Esistono colpe che pesano come macigni sulla vita delle persone comuni e queste colpe diventano ancora più gravi quando queste persone rappresentano un’intera generazione a cui viene, in pratica, negata la possibilità di accedere in modo stabile al mondo del lavoro e, di conseguenza, la possibilità di raggiungere la propria stabilità economica, senza la quale è davvero difficile, se non impossibile, realizzare i propri progetti di vita. Che siano il frutto delle politiche scellerate degli anni ottanta o dell’impotenza e della subordinazione compiacente dei singoli governi nei confronti delle grandi multinazionali, delle banche, delle lobby affaristiche e degli speculatori finanziari, non si tratta solo di semplici numeri e percentuali, ma di persone vere, in carne ed ossa, costrette a vivere ai margini della società. Questo è il concetto alla base di questo nuovo lavoro dei Voina, un concetto che si sviluppa attraverso dieci brani oscillanti tra rock, pop e punk e che non si prefigge di trovare alibi o giustificazioni, non vuole accattivarsi a tutti i costi le simpatie del pubblico, ma vuole descrivere la realtà così com’è, punto e basta.

Si inizia con “Welfare”, un brano crudo e velenoso, che mette immediatamente il dito al centro di questa ferita sanguinante: è inutile avere ambizioni, è inutile sprecare le proprie energie, è inutile correre dietro al tempo, gli sforzi della classe politica e finanziaria dominante non sono rivolti al benessere delle classi più deboli ed indifese della società, ma sono concentrati soprattutto sulla difesa dei privilegi acquisiti, nonché degli interessi economici dei soggetti più potenti. Agli altri, a quelli che non sono loro amici o amici dei loro amici, a quelli che non hanno le conoscenze giuste, non restano che le briciole, l’amarezza e la puzza nauseabonda delle privazioni, delle rinunce e dell’indifferenza.
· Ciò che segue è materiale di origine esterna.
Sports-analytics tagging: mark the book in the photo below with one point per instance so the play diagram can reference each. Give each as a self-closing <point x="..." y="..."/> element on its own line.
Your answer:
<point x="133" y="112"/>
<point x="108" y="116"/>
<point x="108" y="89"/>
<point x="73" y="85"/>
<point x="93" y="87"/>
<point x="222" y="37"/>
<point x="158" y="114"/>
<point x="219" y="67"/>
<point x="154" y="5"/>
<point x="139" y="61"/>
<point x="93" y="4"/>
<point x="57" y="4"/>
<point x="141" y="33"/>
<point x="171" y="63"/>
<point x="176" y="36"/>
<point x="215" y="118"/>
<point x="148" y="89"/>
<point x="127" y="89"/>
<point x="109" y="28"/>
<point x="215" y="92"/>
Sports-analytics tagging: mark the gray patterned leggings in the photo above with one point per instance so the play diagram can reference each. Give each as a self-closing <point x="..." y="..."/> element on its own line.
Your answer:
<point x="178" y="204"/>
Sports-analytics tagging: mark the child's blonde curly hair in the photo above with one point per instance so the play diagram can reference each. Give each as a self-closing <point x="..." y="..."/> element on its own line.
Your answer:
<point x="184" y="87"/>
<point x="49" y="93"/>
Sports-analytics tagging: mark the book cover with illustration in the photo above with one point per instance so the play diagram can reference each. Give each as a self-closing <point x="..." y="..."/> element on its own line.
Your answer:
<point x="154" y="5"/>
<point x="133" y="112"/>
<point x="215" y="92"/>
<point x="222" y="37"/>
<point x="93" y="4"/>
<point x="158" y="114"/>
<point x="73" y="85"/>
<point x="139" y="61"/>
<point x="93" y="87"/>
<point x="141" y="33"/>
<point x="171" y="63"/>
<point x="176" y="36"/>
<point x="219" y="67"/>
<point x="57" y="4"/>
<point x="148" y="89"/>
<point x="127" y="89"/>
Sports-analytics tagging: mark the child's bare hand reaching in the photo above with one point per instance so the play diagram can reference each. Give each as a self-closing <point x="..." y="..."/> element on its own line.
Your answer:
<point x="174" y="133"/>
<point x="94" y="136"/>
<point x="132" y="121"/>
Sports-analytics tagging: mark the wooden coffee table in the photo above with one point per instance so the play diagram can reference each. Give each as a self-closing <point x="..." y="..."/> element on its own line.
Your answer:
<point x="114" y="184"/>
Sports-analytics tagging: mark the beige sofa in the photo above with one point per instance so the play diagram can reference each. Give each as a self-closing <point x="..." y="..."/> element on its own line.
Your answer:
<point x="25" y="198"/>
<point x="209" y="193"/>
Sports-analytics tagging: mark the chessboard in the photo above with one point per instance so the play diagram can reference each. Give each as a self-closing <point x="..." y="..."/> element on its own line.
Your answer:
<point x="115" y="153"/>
In fondo, nonostante la rete globale, nonostante il progresso tecnologico, nonostante Facebook, con i suoi video, le sue foto e tutto il resto, siamo solo dei poveri emarginati di provincia. 

“Alcol, Schifo e Nostalgia” è un disco che, attraverso queste tre semplici parole, cerca di esprimere la rabbia e la frustrazione di una generazione ed in generale di tutte quelle persone che non riescono ad adeguarsi ai ritmi ed alle regole vigenti e che non accettano l’idea di dover rinunziare ai propri sogni e prendere per buoni i sogni imposti da qualcun altro. Non è giusto accettare dei riferimenti e delle prospettive che non sono mai state i nostri riferimenti e le nostre prospettive. Non sono alibi, ma dati di fatto: la società moderna è basata sull’intento di dover uniformare le persone e tutto ciò che va al di fuori degli schemi precostituiti ad arte dai grandi burattinai che ci sfruttano e controllano, viene considerato necessariamente cattivo, malevolo e dannoso. In questo modo i poveri si fanno la guerra tra loro, chi ha poco non tende mai la mano a chi ha meno, ma lo combatte e lo avversa perché lo considera un suo potenziale rivale, un pericolo per sé e per i suoi cari, per la propria stabilità e serenità, quando, invece, i veri nemici da combattere sono altri. Sono quelli che siedono nei consigli di amministrazione delle grandi banche e delle multinazionali, sono quelli che controllano le informazioni ed i media di regime, sono quelli che speculano sulla vita di intere nazioni, sono quelli cercano il profitto con le guerre o le tante crisi umanitarie, sono quelli che alimentano le tensioni e le disparità sociali, perché il modo più semplice per condizionare e soggiogare le persone è tenerle divise, annullare il loro spirito critico e farle vivere nell’indigenza e nella paura.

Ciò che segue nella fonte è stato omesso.